Question

if f(x)=x^3 - 4x + 6, show that there are values c for which f(c) equals (a) $pi$, (b) -$sqrt{3}$, and (c) 5,000,000.
f(-3)= - 9 (simplify your answer.)
now, find f(-2).
f(-2)= 6 (simplify your answer.)
does a solution exist between - 3 and - 2 for f(x)=$pi$?
yes, because f(-3)<$pi$<f(-2).
inconclusive, because $pi$ does not lie between f(-3) and f(-2).
inconclusive, because f(-3)<0 but f(-2)>0.
yes, because f(-3)>$pi$>f(-2).
(b) now, show that there is a value of c for which f(c)= -$sqrt{3}$. does a solution exist between - 3 and - 2?
a. inconclusive, because -$sqrt{3}$ does not lie between f(-3) and f(-2).
b. yes, because f(-3)< -$sqrt{3}$<f(-2).
c. yes, because f(-3)> -$sqrt{3}$>f(-2).
d. inconclusive, because f(-3)<0 but f(-2)>0.

Explanation:

Step1: Recall Intermediate - Value Theorem

If \(y = f(x)\) is continuous on a closed interval \([a,b]\), and \(k\) is a number between \(f(a)\) and \(f(b)\), then there exists at least one number \(c\) in the interval \((a,b)\) such that \(f(c)=k\).
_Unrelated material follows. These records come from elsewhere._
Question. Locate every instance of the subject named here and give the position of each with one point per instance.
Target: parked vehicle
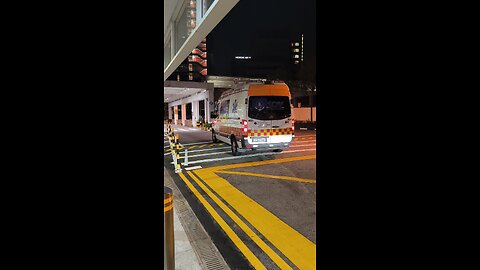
(254, 114)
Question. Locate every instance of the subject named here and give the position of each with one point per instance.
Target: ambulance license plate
(259, 139)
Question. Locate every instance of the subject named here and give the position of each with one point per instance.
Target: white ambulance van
(254, 114)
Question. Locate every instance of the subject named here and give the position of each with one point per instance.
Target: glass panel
(269, 107)
(167, 55)
(207, 4)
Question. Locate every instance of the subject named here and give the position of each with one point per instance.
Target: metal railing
(169, 245)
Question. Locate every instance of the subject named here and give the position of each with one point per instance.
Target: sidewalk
(185, 257)
(194, 250)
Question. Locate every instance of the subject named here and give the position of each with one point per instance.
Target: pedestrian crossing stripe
(193, 146)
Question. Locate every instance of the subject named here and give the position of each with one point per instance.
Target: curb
(202, 245)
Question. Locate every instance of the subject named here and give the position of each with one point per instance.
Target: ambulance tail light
(245, 128)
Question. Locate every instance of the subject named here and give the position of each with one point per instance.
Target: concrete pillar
(195, 111)
(207, 113)
(175, 109)
(184, 114)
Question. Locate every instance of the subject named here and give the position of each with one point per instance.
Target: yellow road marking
(269, 176)
(256, 263)
(257, 163)
(274, 256)
(296, 247)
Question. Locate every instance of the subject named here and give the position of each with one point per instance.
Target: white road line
(303, 142)
(311, 135)
(193, 168)
(247, 156)
(207, 154)
(304, 145)
(207, 149)
(203, 150)
(207, 142)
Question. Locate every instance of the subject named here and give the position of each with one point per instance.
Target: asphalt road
(258, 207)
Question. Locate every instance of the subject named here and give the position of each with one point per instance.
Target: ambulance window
(269, 107)
(224, 106)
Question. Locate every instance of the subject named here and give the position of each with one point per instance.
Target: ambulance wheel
(234, 146)
(214, 137)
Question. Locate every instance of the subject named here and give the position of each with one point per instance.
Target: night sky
(261, 28)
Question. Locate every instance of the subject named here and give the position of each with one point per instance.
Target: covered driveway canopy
(186, 24)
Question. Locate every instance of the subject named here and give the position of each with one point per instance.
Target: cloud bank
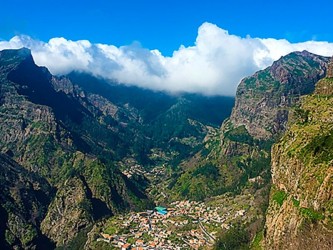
(213, 66)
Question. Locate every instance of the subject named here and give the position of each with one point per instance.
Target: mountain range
(69, 141)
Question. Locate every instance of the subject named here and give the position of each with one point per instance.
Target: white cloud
(214, 65)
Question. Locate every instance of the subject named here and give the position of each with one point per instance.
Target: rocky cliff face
(300, 211)
(46, 131)
(263, 100)
(24, 198)
(240, 151)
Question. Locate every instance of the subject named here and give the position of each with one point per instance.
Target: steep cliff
(46, 132)
(239, 153)
(24, 198)
(301, 209)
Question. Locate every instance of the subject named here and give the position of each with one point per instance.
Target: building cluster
(187, 224)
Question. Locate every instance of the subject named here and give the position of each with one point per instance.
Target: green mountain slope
(301, 208)
(45, 131)
(239, 153)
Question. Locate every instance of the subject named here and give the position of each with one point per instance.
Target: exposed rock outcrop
(301, 209)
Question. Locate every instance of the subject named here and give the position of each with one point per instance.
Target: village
(183, 225)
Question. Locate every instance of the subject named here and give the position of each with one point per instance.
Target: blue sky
(164, 25)
(198, 46)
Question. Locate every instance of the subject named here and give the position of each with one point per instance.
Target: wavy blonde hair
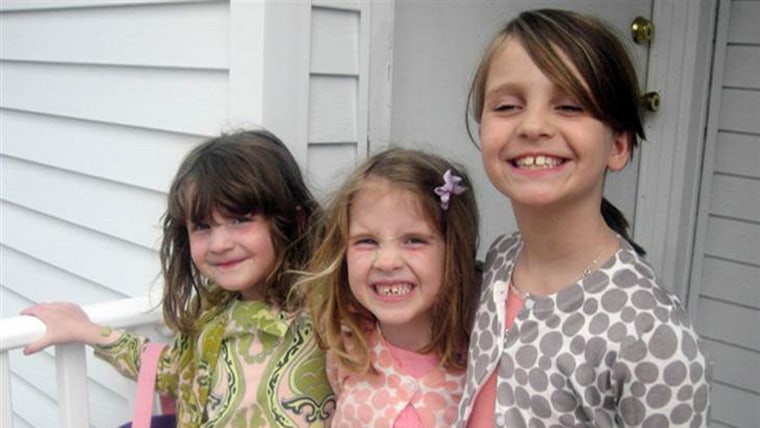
(343, 324)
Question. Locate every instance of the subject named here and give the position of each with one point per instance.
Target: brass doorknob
(642, 30)
(651, 101)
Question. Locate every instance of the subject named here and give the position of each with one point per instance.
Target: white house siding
(338, 82)
(99, 101)
(727, 258)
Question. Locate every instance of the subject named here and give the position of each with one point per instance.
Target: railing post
(6, 407)
(71, 370)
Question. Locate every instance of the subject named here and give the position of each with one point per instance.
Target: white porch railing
(71, 370)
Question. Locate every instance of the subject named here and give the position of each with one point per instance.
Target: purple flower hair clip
(451, 186)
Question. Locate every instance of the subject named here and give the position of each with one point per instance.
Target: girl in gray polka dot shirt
(573, 327)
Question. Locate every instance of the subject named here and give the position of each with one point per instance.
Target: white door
(436, 48)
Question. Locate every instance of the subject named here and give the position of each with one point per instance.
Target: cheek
(197, 249)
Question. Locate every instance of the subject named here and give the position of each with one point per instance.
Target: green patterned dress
(250, 365)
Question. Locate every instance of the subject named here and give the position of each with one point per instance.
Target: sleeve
(124, 356)
(662, 377)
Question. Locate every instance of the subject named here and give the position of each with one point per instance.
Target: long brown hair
(237, 173)
(608, 86)
(338, 314)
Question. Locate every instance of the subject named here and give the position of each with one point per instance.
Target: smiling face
(233, 251)
(395, 261)
(539, 146)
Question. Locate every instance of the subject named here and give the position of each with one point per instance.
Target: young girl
(573, 327)
(234, 228)
(392, 290)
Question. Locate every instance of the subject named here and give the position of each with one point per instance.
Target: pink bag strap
(146, 385)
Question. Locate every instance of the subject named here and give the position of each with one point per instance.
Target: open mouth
(537, 162)
(393, 290)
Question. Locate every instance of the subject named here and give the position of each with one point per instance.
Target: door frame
(671, 161)
(669, 172)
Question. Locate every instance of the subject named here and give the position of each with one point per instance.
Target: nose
(220, 239)
(387, 259)
(535, 124)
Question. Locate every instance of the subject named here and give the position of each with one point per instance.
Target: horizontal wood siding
(728, 275)
(337, 104)
(147, 97)
(330, 163)
(57, 36)
(101, 99)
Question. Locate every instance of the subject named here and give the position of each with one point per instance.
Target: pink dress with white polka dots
(377, 399)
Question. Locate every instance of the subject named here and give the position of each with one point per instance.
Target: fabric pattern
(377, 399)
(613, 349)
(250, 365)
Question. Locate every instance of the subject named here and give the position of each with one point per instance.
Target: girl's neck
(410, 339)
(559, 249)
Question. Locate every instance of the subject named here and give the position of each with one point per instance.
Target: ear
(620, 152)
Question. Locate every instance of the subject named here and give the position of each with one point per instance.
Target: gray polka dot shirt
(613, 349)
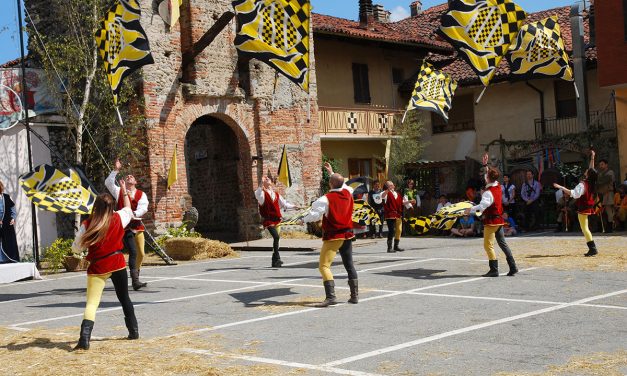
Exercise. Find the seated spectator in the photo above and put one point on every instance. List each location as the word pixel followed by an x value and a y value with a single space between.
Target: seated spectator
pixel 465 226
pixel 510 225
The function \(f(x)=x^{3}-4x + 6\) is a polynomial, so it is continuous everywhere.

Step2: Analyze part (a)

We know \(f(-3)=-9\) and \(f(-2)=6\). Since \(-9<\pi<6\), by the Intermediate - Value Theorem, there exists a \(c\in(-3,-2)\) such that \(f(c)=\pi\).

Step3: Analyze part (b)

We know \(f(-3)=-9\) and \(f(-2)=6\). Also, \(-9<-\sqrt{3}<6\). Since \(-\sqrt{3}\approx - 1.732\), and \(f(x)\) is continuous on \([-3,-2]\), by the Intermediate - Value Theorem, there exists a \(c\in(-3,-2)\) such that \(f(c)=-\sqrt{3}\).

Answer:

For the first question (a): Yes, because \(f(-3)<\pi<f(-2)\)
For the second question (b): B. Yes, because \(f(-3)<-\sqrt{3}<f(-2)\)